“Victims of the Antonine Plague, as it came to be called, developed fevers, vomiting, and diarrhea. A few days later, a terrible rash would appear on their skin. The population had no immunity.” Olive had delivered the lecture so many times that she felt at this point like a neutral observer. She listened to the words and cadences from some distance away.
“When the Antonine Plague raged through the Roman Empire,” Olive told the audience, “the army was decimated. There were parts of the empire where one in three people died. Here’s something interesting: the Romans wondered if they’d brought this calamity upon themselves, by their actions in the city of Seleucia.”
* * *
—
She was in that night’s hotel room—mostly beige and blue, with pink accents—when Dion called. This was unusual: generally speaking, she called him. Dion sounded tired. He’d been working long hours, he said, and the new university project was creepy, and Sylvie was being difficult. When he’d picked Sylvie up at school today she hadn’t wanted to leave and had made a scene and everyone had felt sorry for him, he could see it in their soft expressions. “Have you been following the news about this new illness in Australia?” he asked. “I’m kind of worried about it.”
“Not really,” Olive said. “To be honest, I’ve been too tired to think.”
“I wish you could come home.”
“I’ll be home soon.”
He was silent.
“I should go,” she said. “Good night.”
“Good night,” he said, and hung up.
* * *
—
“In the city of Seleucia,” Olive told a crowd at the Mercantile Library in Cincinnati, a day or two later, “the Roman army had destroyed the temple of Apollo. In that temple, the historian Ammianus Marcellinus wrote, Roman soldiers had discovered a narrow crevice. When the Romans opened this hole wider, in the hope that it might contain valuables, Marcellinus wrote that there ‘issued a pestilence, loaded with the force of incurable disease, which…polluted the whole world from the borders of Persia to the Rhine and Gaul with contagion and death.’?”
A beat. A sip of water. Pacing is everything.
“This explanation might seem a little silly to us now, but they were grasping wildly for an explanation for the nightmare that had befallen them, and I think that in its outlandishness, the explanation touches upon the root of our fear: illness still carries a terrible mystery.”
She looked over the crowd and saw, as always at this point in the lecture, that particular look on the faces of some of the audience, a specific grief. In any given crowd, several people will inevitably be incurably sick, and several others will have recently lost someone they love to illness.
* * *
—
“Are you worried about the new virus?” Olive asked the library director in Cincinnati. They were sitting together in the director’s office, which Olive had immediately ranked as possibly her favorite of all the offices she’d ever seen. It was located beneath the stacks, which were hundreds of years old and made of wrought iron.
“I’m trying not to be,” the director said. “I’m hoping it’ll just fizzle out.”
“I suppose they usually do,” Olive said. Was this true? She was unsure as she spoke.
The library director nodded, her eyes wandering. She clearly didn’t want to talk about pandemics. “Let me tell you something magnificent about this place,” she said.
“Oh, please do,” Olive said. “It’s been a while since anyone’s told me anything magnificent.”
“So we don’t own the building,” the director said, “but we hold a ten-thousand-year lease on the space.”
“You’re right.
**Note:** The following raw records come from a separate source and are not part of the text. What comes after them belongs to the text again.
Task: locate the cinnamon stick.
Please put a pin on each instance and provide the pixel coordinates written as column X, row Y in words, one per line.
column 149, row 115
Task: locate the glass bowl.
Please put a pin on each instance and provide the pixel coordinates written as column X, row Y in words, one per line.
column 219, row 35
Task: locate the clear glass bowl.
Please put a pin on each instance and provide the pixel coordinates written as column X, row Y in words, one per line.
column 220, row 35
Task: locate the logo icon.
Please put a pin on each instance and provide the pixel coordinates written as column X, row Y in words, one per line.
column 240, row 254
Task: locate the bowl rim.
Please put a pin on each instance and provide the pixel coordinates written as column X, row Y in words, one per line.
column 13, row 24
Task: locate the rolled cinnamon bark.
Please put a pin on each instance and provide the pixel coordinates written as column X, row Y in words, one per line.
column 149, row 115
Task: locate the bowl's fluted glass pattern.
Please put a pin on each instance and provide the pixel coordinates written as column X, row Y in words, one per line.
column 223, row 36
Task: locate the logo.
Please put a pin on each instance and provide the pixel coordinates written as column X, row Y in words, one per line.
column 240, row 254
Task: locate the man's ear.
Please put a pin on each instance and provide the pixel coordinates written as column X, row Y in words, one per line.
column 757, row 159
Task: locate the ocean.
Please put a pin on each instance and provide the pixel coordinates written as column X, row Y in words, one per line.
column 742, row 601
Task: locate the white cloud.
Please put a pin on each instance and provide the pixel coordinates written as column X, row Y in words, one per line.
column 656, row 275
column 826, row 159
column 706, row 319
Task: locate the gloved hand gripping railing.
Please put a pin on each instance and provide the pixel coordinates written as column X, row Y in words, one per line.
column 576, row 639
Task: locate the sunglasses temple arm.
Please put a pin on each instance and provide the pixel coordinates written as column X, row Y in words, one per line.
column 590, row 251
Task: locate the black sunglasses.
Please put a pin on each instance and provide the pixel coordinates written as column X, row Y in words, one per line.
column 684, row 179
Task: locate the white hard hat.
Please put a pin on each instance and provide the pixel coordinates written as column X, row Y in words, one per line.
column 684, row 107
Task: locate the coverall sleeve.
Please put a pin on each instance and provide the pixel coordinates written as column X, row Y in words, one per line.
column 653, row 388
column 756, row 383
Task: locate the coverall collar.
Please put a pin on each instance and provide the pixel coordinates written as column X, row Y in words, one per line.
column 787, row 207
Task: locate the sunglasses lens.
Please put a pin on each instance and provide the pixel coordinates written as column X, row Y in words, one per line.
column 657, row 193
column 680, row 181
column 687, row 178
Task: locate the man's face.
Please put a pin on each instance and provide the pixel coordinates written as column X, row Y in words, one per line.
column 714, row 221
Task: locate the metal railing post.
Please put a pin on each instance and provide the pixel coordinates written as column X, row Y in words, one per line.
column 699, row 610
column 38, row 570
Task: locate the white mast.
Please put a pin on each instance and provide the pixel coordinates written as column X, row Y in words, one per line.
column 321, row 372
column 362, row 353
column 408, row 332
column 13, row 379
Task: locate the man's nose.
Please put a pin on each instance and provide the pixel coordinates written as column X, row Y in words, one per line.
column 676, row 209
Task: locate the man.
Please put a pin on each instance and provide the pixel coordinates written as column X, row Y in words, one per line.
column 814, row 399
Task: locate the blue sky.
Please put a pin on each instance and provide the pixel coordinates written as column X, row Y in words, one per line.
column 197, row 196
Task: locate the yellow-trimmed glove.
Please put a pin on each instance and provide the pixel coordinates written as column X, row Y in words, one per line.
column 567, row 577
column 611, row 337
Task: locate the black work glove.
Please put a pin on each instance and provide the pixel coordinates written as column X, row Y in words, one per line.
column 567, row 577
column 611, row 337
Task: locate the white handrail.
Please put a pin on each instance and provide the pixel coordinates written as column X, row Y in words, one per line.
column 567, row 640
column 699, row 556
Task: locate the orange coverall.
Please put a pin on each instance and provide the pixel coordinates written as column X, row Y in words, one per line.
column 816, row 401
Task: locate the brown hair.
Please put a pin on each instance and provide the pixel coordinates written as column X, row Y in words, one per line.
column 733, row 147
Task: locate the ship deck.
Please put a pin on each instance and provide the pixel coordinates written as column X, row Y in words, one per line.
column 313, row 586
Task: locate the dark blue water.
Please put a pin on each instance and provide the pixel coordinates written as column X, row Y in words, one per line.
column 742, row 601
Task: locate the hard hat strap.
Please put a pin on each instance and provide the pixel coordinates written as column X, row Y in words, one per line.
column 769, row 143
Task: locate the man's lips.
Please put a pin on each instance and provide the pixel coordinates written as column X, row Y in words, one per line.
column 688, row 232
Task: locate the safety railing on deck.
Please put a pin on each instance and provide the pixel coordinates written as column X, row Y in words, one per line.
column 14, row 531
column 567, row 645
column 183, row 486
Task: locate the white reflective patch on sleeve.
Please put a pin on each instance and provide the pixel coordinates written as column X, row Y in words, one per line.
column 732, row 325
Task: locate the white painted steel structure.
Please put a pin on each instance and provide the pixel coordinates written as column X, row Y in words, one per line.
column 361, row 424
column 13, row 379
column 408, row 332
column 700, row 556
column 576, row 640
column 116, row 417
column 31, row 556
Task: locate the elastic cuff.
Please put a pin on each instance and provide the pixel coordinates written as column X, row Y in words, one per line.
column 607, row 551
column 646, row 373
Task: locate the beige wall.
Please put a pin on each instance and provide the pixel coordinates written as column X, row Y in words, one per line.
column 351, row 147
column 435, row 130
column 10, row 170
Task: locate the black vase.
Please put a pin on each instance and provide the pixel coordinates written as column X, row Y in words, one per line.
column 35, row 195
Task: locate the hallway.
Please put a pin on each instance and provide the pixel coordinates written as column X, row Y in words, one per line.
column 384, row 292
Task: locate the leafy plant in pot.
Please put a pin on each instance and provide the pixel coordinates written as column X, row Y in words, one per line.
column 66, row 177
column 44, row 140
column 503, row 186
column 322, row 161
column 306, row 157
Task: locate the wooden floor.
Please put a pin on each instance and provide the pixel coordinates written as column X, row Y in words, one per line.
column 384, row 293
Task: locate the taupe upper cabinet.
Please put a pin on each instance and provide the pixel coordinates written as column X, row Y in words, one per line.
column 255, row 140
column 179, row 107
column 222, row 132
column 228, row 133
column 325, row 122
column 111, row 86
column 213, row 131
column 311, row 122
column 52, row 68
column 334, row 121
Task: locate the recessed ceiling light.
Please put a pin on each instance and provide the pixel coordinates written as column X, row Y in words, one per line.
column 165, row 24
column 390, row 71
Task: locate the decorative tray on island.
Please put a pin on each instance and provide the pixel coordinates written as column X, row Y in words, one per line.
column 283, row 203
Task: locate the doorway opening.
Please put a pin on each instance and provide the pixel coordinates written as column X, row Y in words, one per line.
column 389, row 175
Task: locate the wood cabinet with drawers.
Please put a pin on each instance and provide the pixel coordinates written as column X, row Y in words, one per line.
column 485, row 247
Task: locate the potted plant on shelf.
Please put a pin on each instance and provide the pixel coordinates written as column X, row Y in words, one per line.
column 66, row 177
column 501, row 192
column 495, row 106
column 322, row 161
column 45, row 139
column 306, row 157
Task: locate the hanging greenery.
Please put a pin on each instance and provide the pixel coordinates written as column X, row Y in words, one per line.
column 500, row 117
That’s magnificent.”
“Nineteenth-century hubris. Imagine thinking civilization would still exist in ten thousand years. But there’s more.” She leaned forward, paused for effect. “The lease is renewable.”
* * *
—
The window in that night’s hotel room opened, which after a dozen rooms with nonopening windows felt like something of a miracle. Olive spent a long time reading a novel by the window, in the beautiful fresh air.
* * *
—
The next morning, leaving Cincinnati, Olive saw a sunrise from the airport lounge. Heat shimmering over the tarmac, the horizon cast in pink. Paradox: I want to go home but I could watch Earth’s sunrises forever.
* * *
—
“The truth is,” Olive said, behind a lectern in Paris, “even now, all these centuries later, for all our technological advances, all our scientific knowledge of illness, we still don’t always know why one person gets sick and another doesn’t, or why one patient survives and another dies. Illness frightens us because it’s chaotic. There’s an awful randomness about it.”